Humbug Spires Wilderness

Humbug Spires, www.gravmag.comAt the Humbug Spires, come see 50 rock towers dramatically eroding along Moose Creek. Nine spires rise 300 to 600 feet over the surrounding terrain. It is 26 miles south of Butte and has 11,175 acres. You can go rock climbing, hiking, fishing, cross country skiing and horseback riding!

Humbug Spires has Douglas fir and lodgepole pine trees emphasized by the awesome granite spires. Lush meadows, dense forests and grassy flats are found throughout the area.

Humbug Spires Wilderness supports a variety of wildlife such as black bears, moose, elk, mule deer and bighorn sheep. Other mammals include mountain lions, coyotes, foxes, bobcats, weasels, chipmunks, red squirrels, porcupines, cottontail and snowshoe hare. There are also several species of small rodents. Birds include blue and ruffed grouse and raptors.

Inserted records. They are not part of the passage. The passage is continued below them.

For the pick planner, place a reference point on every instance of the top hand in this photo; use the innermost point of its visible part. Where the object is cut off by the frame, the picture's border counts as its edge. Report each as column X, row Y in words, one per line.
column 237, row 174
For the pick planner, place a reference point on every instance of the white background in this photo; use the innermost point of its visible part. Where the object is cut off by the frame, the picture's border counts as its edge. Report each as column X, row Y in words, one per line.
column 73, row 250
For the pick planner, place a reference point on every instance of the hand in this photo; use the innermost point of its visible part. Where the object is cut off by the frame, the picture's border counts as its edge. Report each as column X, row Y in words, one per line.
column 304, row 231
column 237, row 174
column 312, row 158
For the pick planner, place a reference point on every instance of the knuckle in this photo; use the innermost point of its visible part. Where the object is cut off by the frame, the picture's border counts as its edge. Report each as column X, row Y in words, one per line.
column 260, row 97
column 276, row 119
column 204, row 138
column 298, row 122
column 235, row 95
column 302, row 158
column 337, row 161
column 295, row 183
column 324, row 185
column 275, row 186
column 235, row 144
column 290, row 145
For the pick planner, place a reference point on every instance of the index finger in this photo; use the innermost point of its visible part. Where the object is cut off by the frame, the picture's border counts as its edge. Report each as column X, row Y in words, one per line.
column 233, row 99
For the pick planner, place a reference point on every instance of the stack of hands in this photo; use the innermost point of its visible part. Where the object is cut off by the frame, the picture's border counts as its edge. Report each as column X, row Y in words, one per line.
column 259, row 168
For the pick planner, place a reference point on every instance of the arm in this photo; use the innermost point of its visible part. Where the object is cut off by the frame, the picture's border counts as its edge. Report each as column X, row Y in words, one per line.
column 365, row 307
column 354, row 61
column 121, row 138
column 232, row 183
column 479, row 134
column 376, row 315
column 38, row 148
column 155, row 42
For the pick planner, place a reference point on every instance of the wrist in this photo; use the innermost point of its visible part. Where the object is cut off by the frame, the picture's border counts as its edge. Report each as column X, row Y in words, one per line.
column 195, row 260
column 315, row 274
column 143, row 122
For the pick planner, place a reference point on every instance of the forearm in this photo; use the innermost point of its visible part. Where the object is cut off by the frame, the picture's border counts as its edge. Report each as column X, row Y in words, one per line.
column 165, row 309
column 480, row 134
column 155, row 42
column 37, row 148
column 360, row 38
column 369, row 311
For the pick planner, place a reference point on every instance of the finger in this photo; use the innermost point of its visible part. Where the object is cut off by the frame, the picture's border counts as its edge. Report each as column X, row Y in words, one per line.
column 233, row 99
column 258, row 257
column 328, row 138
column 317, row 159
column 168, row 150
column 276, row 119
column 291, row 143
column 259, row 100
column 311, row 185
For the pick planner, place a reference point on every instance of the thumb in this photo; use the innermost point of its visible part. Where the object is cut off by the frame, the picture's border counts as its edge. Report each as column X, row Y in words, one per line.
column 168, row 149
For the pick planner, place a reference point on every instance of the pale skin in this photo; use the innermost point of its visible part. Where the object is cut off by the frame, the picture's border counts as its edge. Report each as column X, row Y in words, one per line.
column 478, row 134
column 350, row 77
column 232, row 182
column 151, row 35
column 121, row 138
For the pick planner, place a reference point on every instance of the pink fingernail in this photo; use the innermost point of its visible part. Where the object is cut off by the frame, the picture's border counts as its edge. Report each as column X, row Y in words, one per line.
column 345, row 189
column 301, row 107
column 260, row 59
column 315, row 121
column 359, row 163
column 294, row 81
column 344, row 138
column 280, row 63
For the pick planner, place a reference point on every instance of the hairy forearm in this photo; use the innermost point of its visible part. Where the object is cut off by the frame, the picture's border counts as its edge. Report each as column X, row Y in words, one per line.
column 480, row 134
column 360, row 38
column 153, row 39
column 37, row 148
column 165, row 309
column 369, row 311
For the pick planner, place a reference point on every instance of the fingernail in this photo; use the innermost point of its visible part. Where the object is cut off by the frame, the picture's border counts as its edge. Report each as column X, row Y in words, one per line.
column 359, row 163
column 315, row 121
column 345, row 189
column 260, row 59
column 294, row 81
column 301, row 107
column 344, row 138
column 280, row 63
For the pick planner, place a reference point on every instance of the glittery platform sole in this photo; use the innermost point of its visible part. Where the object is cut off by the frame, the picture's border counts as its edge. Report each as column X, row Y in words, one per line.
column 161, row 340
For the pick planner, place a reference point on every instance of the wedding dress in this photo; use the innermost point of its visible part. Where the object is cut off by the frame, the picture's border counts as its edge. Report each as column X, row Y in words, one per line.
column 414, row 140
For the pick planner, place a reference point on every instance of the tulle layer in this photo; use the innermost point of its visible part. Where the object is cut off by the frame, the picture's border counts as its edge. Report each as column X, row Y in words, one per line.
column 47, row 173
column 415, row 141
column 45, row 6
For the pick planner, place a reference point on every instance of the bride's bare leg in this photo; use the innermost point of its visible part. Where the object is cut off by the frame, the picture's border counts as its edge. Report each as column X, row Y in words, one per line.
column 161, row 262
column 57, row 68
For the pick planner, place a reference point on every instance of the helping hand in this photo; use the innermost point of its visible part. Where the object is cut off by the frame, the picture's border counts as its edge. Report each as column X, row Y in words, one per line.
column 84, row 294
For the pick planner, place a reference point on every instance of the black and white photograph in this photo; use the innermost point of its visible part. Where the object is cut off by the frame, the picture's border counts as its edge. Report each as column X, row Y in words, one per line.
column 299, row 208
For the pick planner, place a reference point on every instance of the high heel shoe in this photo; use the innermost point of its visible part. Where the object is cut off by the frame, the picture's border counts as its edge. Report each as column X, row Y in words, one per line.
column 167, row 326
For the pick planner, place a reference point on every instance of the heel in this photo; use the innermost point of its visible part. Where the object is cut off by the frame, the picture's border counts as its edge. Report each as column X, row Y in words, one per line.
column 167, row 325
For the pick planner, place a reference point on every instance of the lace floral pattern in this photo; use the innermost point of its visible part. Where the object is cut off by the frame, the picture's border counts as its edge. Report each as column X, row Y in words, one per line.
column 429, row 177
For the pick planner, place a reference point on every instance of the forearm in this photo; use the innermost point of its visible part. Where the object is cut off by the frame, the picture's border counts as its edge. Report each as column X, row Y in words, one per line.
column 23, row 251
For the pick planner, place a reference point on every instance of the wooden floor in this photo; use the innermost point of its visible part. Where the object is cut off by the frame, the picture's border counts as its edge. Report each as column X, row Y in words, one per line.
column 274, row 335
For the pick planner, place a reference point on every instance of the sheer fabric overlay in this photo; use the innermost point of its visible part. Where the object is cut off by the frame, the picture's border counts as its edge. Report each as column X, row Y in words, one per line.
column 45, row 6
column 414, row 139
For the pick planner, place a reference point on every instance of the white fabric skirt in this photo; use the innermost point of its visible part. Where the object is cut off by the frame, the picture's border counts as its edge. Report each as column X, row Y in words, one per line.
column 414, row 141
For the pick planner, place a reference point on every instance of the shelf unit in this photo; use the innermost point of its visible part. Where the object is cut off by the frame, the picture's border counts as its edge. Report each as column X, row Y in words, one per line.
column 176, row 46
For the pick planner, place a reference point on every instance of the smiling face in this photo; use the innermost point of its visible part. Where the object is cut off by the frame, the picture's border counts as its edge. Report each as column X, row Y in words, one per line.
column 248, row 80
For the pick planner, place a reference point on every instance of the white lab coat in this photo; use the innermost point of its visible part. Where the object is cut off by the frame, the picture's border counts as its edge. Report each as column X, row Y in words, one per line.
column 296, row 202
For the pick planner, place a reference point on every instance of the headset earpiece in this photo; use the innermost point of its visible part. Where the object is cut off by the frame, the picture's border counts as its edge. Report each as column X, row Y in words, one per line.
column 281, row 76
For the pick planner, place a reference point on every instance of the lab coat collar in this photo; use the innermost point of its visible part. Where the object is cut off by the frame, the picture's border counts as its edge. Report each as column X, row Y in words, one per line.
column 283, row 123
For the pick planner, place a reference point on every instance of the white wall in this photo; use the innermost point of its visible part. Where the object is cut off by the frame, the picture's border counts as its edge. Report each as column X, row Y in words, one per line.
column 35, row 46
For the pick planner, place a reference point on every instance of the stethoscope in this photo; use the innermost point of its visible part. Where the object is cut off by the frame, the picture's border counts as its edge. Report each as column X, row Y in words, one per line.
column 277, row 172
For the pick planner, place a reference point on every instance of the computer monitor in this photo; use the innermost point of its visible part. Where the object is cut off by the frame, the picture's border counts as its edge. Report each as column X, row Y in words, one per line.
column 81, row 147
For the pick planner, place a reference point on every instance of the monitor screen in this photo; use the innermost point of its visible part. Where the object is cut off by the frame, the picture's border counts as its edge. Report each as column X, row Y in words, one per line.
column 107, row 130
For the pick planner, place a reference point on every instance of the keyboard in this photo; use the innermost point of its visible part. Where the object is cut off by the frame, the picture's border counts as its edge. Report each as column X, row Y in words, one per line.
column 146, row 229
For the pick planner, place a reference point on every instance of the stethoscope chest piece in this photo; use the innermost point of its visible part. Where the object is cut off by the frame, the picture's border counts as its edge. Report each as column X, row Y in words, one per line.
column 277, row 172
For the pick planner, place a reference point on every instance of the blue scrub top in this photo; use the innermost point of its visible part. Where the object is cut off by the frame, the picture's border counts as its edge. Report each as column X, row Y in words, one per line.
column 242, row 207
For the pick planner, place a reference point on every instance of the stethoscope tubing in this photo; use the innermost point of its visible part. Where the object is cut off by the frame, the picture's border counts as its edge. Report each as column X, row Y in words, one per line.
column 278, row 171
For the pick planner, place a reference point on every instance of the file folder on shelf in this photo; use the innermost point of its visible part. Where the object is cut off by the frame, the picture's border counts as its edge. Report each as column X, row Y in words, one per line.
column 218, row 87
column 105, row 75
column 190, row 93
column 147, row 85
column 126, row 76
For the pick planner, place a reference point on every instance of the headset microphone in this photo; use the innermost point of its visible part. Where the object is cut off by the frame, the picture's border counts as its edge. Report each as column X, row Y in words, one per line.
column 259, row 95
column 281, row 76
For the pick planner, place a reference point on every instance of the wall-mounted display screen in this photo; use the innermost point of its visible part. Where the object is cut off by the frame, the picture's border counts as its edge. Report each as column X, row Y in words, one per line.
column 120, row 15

Rock climbing routes can be found for climbers of all abilities from beginner to expert, but the majority of climbs are difficult. The spire walls are frequently smooth, almost featureless surfaces with only limited spots where climbers can place protection as they climb. Vertical crack systems make the best routes.

The most popular trail winds easily along Moose Creek, passing through stands of Douglas fir trees more than 250 years old. The path is headed for the rock spires. During the winter season, bring your snowshoes or skis.

Moose Creek is a stream from the Big Hole River and has brook, rainbow, and cutthroat trout in its lower reaches, and cutthroat. Steep waterfalls form a barrier separating the trout in the lower reaches from the cutthroat in the upper parts of the stream. The fish are small, rarely exceeding 10 inches, but good tasting and fun.